An Ohio-based ISP admits it lied to the FCC about fiber service area to nullify competitor expansion grants
Shady: We are all suspicious of cell phone and internet coverage maps. Every provider claims better coverage, which is impossible, so there are good reasons not to trust any of them. But cheating on their coverage limits is about more than just getting your business. Some ISPs make unsubstantiated claims against competing service provider regions to prevent them from receiving grants to expand and improve local broadband.
Ohio’s ISP Jefferson County Cable (JCC) recently inadvertently posed as a FCC claim for coverage in an area it did not serve. It all started when Ryan Grewell, CEO of local competing provider Smart Way Communications, received a phone call from some of his clients telling him that the updated version of the FCC broadband card listed their addresses as having fiber internet offered by JCC.
Smart Way serves these addresses, not JCC, which is why Grewell filed several complaints with the FCC. At least one of the submissions went back to JCC Executive Director Bob Loveridge. Thinking he was answering a resident at the disputed address, Loveridge emailed Grewell admitting that his company had lied to prevent its competitors from getting a grant to develop fiber in the area. Gruell general communication with Ars Technica.

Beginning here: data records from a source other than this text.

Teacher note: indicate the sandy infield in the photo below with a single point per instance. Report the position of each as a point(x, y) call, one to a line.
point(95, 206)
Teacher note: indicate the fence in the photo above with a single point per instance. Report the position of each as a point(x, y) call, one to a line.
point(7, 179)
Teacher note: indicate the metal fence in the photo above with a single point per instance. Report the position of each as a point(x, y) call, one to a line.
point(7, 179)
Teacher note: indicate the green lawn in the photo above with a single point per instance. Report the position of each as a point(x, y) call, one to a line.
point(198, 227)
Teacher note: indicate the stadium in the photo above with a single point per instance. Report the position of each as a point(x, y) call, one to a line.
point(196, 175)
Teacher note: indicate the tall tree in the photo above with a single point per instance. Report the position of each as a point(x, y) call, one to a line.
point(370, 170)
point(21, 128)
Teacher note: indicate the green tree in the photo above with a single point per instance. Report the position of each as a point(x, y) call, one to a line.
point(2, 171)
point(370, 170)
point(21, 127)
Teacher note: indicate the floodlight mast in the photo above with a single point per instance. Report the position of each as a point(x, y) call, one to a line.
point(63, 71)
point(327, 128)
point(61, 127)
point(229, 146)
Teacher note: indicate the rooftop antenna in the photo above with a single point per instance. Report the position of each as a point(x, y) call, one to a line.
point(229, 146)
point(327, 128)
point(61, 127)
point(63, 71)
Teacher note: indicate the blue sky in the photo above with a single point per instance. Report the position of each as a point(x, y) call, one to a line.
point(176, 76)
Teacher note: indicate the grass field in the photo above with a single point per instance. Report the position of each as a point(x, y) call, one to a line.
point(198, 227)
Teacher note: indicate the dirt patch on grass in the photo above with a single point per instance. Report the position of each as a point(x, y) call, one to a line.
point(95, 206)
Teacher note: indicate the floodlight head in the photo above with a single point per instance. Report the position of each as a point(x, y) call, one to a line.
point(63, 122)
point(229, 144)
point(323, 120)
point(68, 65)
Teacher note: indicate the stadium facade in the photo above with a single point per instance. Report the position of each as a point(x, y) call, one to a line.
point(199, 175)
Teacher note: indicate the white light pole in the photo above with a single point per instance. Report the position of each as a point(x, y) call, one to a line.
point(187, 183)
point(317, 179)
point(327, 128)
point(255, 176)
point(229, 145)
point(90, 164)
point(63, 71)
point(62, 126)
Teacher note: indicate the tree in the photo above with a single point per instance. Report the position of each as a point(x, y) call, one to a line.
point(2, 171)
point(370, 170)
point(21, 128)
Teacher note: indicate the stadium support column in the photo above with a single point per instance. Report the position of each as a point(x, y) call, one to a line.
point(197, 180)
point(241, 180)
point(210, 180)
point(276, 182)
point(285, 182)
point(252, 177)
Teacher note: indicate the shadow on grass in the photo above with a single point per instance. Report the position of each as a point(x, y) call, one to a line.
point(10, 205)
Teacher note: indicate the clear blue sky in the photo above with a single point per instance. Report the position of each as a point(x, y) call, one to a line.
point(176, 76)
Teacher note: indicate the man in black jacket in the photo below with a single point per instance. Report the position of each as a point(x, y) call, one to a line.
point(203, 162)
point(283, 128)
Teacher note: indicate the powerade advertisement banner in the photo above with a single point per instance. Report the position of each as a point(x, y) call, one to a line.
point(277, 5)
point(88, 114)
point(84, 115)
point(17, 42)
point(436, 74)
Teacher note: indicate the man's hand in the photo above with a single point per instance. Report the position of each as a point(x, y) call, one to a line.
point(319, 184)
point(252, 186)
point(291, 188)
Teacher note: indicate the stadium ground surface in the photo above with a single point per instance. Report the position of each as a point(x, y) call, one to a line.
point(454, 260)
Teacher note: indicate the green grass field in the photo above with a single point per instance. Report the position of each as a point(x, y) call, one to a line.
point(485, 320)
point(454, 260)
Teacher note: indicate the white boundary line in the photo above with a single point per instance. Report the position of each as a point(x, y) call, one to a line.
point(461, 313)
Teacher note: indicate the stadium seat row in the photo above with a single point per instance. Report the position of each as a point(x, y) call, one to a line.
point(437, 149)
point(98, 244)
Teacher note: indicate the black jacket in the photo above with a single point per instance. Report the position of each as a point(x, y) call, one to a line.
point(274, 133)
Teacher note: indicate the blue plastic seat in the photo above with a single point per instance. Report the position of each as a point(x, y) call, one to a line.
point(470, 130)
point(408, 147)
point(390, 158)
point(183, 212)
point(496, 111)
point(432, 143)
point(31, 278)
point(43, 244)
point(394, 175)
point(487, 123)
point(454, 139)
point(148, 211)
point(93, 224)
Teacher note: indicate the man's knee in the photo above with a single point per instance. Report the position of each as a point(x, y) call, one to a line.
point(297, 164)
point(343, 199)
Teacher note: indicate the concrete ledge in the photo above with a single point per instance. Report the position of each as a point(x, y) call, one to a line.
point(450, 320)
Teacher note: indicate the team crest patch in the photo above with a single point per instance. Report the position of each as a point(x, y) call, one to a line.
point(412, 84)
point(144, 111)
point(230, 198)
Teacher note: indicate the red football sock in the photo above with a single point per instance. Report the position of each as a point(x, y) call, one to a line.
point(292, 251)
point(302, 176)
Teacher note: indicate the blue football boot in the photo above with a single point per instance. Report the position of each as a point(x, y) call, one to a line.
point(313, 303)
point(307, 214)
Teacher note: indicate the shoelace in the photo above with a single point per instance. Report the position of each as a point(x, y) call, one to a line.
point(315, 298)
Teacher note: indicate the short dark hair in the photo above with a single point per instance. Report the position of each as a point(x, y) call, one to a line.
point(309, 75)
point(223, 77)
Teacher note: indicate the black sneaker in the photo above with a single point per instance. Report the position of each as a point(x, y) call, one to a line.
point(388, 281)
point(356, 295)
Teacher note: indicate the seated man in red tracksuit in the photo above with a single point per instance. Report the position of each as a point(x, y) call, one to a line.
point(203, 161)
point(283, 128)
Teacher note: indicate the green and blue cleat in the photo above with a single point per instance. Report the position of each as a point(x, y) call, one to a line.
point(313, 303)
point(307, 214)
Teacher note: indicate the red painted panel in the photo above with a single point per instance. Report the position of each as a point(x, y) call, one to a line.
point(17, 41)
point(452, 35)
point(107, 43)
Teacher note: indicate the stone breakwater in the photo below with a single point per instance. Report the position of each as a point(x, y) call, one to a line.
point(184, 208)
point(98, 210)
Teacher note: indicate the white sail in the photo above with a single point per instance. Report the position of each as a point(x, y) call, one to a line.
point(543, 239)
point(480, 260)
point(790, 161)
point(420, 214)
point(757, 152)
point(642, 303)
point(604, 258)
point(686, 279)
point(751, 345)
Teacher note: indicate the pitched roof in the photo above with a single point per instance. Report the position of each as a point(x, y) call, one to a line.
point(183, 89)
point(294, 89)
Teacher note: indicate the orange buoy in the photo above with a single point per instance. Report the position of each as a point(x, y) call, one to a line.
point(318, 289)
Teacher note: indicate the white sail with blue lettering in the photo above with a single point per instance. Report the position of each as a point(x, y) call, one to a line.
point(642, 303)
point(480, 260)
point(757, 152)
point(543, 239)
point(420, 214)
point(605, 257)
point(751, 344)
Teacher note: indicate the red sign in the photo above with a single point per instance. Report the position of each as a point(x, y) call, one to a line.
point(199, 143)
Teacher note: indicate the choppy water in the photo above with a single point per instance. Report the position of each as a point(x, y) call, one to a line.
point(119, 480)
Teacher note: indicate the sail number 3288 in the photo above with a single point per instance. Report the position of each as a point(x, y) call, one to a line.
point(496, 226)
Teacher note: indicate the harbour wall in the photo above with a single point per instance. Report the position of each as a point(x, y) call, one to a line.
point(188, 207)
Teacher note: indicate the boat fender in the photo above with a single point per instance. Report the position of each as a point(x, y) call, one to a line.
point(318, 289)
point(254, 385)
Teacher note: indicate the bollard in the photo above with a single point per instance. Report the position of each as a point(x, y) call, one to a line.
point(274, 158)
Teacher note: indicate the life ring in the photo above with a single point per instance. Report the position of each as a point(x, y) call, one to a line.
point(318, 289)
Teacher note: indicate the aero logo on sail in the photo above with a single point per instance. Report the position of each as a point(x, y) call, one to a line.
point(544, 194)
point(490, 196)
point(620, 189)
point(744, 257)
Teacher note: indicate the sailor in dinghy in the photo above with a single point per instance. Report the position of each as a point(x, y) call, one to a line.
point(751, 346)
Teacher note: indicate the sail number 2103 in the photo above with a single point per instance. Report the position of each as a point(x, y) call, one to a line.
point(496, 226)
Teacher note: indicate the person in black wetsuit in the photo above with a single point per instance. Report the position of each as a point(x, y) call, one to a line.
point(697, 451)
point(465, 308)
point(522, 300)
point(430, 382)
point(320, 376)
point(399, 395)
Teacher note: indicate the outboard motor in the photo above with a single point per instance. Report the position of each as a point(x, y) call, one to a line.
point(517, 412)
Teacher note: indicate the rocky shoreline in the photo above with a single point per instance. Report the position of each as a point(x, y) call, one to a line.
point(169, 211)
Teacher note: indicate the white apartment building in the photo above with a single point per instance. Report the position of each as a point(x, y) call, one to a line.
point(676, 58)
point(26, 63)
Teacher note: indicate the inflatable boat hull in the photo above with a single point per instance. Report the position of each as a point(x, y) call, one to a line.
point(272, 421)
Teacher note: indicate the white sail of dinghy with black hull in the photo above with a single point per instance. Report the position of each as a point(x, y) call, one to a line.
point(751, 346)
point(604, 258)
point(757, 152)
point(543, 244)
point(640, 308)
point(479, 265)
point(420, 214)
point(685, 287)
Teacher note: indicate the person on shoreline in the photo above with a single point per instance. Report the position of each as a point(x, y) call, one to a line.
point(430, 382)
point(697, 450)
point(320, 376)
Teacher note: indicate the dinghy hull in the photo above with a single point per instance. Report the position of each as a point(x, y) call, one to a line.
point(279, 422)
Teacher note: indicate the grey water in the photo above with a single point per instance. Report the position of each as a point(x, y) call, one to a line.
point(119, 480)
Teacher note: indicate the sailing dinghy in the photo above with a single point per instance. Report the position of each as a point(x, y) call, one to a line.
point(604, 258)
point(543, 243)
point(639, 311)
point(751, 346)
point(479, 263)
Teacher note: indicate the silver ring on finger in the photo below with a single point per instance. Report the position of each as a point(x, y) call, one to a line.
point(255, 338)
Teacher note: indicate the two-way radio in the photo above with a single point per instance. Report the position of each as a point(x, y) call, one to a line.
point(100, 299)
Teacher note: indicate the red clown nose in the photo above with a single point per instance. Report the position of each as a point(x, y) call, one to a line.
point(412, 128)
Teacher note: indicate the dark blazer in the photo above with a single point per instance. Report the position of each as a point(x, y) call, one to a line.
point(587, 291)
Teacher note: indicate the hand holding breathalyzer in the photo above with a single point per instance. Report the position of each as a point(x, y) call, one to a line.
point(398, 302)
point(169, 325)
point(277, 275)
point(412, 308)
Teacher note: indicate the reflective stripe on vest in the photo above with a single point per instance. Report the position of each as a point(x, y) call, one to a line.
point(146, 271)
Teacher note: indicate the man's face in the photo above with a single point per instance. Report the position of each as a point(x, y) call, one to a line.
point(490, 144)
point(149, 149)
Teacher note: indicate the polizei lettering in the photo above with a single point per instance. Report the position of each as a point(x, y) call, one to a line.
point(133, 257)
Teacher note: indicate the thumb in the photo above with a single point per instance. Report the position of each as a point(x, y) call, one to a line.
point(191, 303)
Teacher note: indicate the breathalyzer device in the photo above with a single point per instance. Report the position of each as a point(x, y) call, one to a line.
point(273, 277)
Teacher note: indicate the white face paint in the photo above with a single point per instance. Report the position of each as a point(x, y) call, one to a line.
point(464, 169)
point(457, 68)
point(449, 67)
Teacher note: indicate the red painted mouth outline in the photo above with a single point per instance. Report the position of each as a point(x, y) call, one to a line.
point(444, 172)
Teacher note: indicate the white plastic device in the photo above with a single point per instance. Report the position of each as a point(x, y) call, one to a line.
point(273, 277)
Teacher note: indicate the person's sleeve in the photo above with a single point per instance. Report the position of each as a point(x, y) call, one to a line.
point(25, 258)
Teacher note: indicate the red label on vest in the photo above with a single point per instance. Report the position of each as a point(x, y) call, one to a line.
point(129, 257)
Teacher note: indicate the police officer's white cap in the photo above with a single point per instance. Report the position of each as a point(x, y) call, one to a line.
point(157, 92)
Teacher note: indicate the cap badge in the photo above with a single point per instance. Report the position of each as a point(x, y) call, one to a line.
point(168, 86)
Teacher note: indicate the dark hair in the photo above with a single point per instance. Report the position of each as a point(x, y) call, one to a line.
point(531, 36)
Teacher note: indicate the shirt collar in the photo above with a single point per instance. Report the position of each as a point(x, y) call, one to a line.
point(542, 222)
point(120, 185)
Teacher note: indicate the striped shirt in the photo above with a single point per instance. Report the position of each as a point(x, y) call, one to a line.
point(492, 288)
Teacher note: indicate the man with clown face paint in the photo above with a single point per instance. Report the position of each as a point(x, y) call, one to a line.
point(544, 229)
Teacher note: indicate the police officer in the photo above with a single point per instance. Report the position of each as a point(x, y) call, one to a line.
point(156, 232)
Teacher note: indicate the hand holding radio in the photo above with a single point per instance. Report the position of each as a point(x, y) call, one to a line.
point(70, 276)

“You disputed that we don’t have service in your home, and today we really don’t,” the Jan. 9 email said. “With our huge investment in upgrading our service to provide xgpon [10-Gigabit-capable passive optical network]we reported to BDC [Broadband Data Collection] that we have service in your home so that they do not allocate extra. [sic] money to expand broadband [the] the pinnacle of our private investment in our factory.”
Gruell didn’t know whether to be angry or amused.
“That cable company just said the quiet part out loud,” he told Ars over the phone. “[It’s] a blatant attempt to prevent anyone else from getting funding in the area they intend to serve.”
As far as I can tell, Jefferson County Cable has not announced plans to build fiber in the area. Because the FCC’s multibillion-dollar expansion program grants are made available where needed, JCC had to admit to the panel that it had made a mistake and submit a correction.
Ars confirms that the coverage map has indeed been updated. Unfortunately, it excludes only one address in the contested area along Route 43. Houses in the neighborhood and on the same street still have JCC-provided fiber.
In addition, the problem is even more widespread than one city in Ohio. Officials in Nevada found that their state’s FCC map had at least 20,000 errors. Similarly, Vermont reported over 60,000 people. Ars Technica notes that the FCC card currently has over a million calls across the country.
If claims are reviewed and answered one at a time, who knows how long it will take to fully fix the card? Meanwhile, until things get right, entire regions that qualify for federal grants to help expand and improve local infrastructure are being held hostage by deceitful ISPs.